Chejop Kejak se recostó en su silla en lo alto del Palacio sublime, una estructura con forma de torre construida para el recuerdo del poder de los Inmaculados. El palacio era casi parte del cielo. En las oficinas superiores, Kejak y sus compañeros planeaban el futuro del Reino, o al menos lo intentaban. Con la Emperatriz desaparecida y las diferentes casas en competición por el trono, las rencillas por el poder eran cada vez más numerosas y menos productivas. A medida que iba negociando con los nobles, su fachada de discreción iba desmoronándose, a la vez que llevaba a los antiguos conspiradores hacia el fracaso. Finalmente ellos serían uno más entre los muchos que pujarían por el control del Reino, y no tendrían más peso que el que les otorgase su propio poder.
Kejak era anciano, uno de los seres vivos más viejos de la Creación, aunque los 5 000 años que había vivido no lo habían desmejorado. En un par de siglos, ni siquiera la Exaltación salvaría su cuerpo. Se convertiría en polvo, en un puñado de recuerdos, de la misma forma en que lo habían hecho sus predecesores años antes del Contagio. Su Esencia pasaría a un nuevo Exaltado, y sus milenios de sabiduría y conocimiento desaparecerían para siempre. Con todo, a pesar de su edad, la carne de Kejak seguía siendo firme, y su piel, aunque arrugada, tenía un excelente tono. Aunque su cabello comenzaba a escasear ya, todavía lucía una impresionante cola de caballo plateada.
Un observador casual podría confundirlo con un atractivo y exitoso mercader patricio, pues Kejak mostraba todos los signos propios de esa condición. Evitaba los hábitos que tanto prodigaban los otros miembros de su facción, especialmente los de la generación más joven. Utilizaba su fachada en la Orden, y hasta había colaborado en la redacción de los Textos Inmaculados. Con todo, iría directo a Malfeas antes que excederse en su obsequiosidad hacia aquella organización. Por ello, solía vestir una túnica de seda blanca y apenas dos piezas de joyería.
No podemos decir que Kejak se creyese un mesías. Aunque era cierto que, como el resto de sus compañeros Siderales, se creía el único capaz de gobernar el mundo en estos tiempos tan difíciles. Esta visión no estaba provocada por su fervor religioso. Más bien, se veían a sí mismos como individuos con los conocimientos y habilidades necesarios para realizar la tarea. Que algunos pudiesen en duda su capacitación en aquellos amargos momentos era algo inevitable.

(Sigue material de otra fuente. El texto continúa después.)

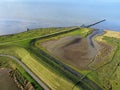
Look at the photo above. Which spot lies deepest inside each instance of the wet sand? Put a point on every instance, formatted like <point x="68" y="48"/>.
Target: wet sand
<point x="73" y="50"/>
<point x="6" y="83"/>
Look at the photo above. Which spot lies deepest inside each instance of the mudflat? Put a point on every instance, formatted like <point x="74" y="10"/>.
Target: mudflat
<point x="73" y="50"/>
<point x="6" y="83"/>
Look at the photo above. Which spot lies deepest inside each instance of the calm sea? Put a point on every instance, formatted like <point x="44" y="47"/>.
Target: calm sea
<point x="18" y="16"/>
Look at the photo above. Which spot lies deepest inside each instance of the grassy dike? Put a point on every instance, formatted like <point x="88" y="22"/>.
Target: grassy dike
<point x="18" y="71"/>
<point x="55" y="76"/>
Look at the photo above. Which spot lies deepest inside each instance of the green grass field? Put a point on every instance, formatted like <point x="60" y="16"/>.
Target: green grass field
<point x="19" y="45"/>
<point x="17" y="48"/>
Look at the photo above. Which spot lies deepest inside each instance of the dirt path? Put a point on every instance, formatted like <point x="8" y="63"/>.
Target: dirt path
<point x="28" y="71"/>
<point x="6" y="83"/>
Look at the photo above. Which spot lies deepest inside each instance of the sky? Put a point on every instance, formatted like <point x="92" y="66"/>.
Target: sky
<point x="58" y="0"/>
<point x="19" y="14"/>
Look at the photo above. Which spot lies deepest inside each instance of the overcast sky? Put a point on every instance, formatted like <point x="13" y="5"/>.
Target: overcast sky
<point x="59" y="0"/>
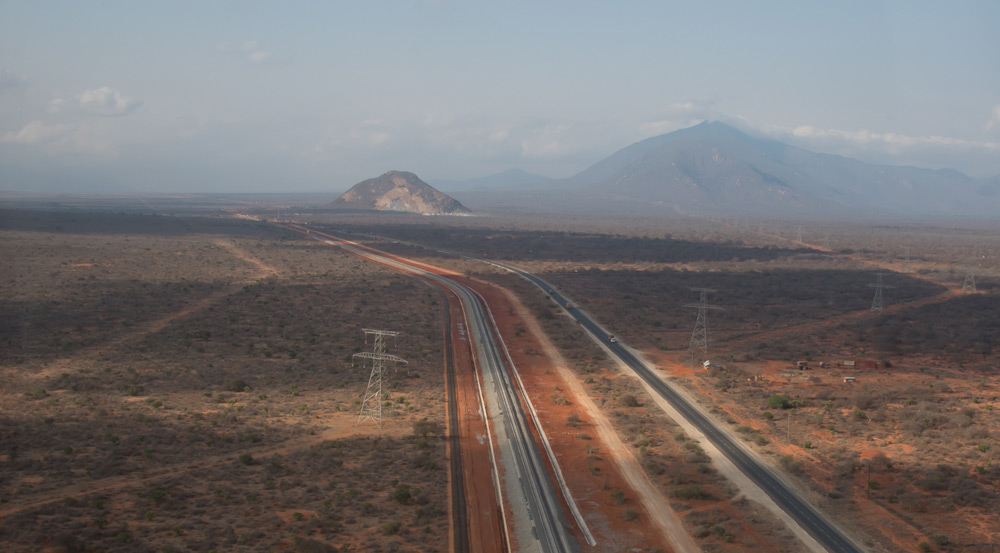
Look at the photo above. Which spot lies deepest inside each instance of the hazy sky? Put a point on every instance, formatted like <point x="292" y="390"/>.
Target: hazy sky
<point x="220" y="96"/>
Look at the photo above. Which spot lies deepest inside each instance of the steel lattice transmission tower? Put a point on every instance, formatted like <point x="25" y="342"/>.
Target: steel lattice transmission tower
<point x="970" y="281"/>
<point x="877" y="303"/>
<point x="371" y="407"/>
<point x="699" y="338"/>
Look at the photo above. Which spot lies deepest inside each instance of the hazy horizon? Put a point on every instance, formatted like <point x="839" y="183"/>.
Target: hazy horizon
<point x="120" y="97"/>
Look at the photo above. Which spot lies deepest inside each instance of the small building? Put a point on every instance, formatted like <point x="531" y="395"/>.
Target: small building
<point x="868" y="364"/>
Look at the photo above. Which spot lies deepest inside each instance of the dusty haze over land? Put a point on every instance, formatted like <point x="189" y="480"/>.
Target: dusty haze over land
<point x="258" y="97"/>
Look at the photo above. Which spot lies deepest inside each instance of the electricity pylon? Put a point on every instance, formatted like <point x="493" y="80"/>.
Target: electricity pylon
<point x="699" y="338"/>
<point x="371" y="407"/>
<point x="970" y="281"/>
<point x="877" y="304"/>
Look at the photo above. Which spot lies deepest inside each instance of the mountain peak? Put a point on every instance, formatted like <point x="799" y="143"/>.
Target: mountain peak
<point x="399" y="191"/>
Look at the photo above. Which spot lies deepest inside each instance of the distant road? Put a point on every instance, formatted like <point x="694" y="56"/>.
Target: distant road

En la época anterior al Contagio, Kejak y sus compañeros habían emitido la Profecía. Entonces nadie podía pensar que la grandeza de la Primera Edad fuese a descomponerse y a ceder paso al caos y la locura, salvo los allí reunidos para encontrar la solución. Los Siderales habían hallado un camino de salida al terror, y aunque el precio a pagar era muy alto, lo habían aceptado.
Solares, Lunares e incluso los disidentes de su propia facción, todos, serían sacrificados en el altar de la supervivencia. Quizá el Reino no sería tan grande como antaño, pero por lo menos sobrevivirá. Los disidentes subrayaron el Contagio, la desaparición de la Emperatriz, la emergencia de los Señores de la Muerte y el retorno de los Solares. Dijeron que la profecía debía estar equivocada. Pero la Profecía predecía conflicto y tribulación, así que ¿cuál era la alternativa? ¿El caos?
Y ahora, en el momento de máximo peligro, cuando sus miembros deberían estar junto a sus hermanos y hermanas, la Facción Dorada estaba ayudando a los Solares y compitiendo activamente por la colaboración de los renacidos Siderales. Kejak suspiró irritado y masculló “entra” hacia la puerta. El paje que estaba a punto de llamar empujó el panel hacia dentro, impresionado como todos los jóvenes de turno cuando ven que sus ancianos perciben el entramado del mundo de forma tan casual. “La Vocal de Paz ha venido a verle, señor”.
El anciano Sideral asintió cansadamente. Era la segunda vez en aquella semana. “Hazla entrar”.